B. Abus des droits :
Ce problème est beaucoup plus ancien. Il faut savoir que le droit positif et plus particulièrement la jurisprudence consacre certains droits dit discrétionnaires ou absolus qui ne sont pas susceptibles d’abus. Pourquoi ? Parce que l’exercice de certains droits relève d’une appréciation purement personnelle qu’un juge ne pourrait contrôler.
Ces droits sont quand même rares et cette catégorie est assez hétéroclite : Droit des parents de s’opposer aux mariages de leurs enfants, droit de ne pas consentir au mariage d’un enfant mineur, défense du droit de propriété contre un empiétement,… — pas de dégénérescence en abus. Le principe est le suivant : l’exercice d’un droit subjectif peut donner lieu à abus, sauf ces droits discrétionnaires.
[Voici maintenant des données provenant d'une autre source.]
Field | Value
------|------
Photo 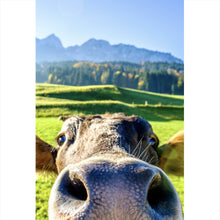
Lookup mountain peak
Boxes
[38,34,63,48]
[82,38,110,47]
[36,34,183,63]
Quel est le critère de l’abus de droit ? Le principe est le libre exercice des droits (thèse des individualistes). Cependant, pour des raisons morales, on sanctionne l’intention de nuire à autrui. L’abus de droit se limite à l’exercice d’un droit en vue de causer un préjudice à autrui (thèse de Ripert). Selon la thèse sociale, les droits subjectifs sont accordés à l’individu moins dans l’intérêt propre de l’individu que pour servir certains fins sociales. Dans ce cadre, il y a abus de droit quand il est détourné de la fonction pour laquelle il a été institué (thèse de Josserand).
En jurisprudence, aucune thèse n’a été choisie, la jurisprudence reste pragmatique : elle utilise le mécanisme de la faute : il y a abus dès lors qu’un individu raisonnable n’aurait pas agit de la sorte. Dans certaines affaires, l’abus résulte d’une intention de nuire — Affaire Clément Baillard, 3 Août 1915 : un propriétaire d’un terrain avait planté des piquets avec des pointes en fer. Cela a été jugé comme un abus de droit car cela était fait pour nuire à son voisin, amateur de ballon dirigeable. En droit du travail, cela est reconnu aussi par exemple, quand il y a utilisation abusive d’une période d’essai.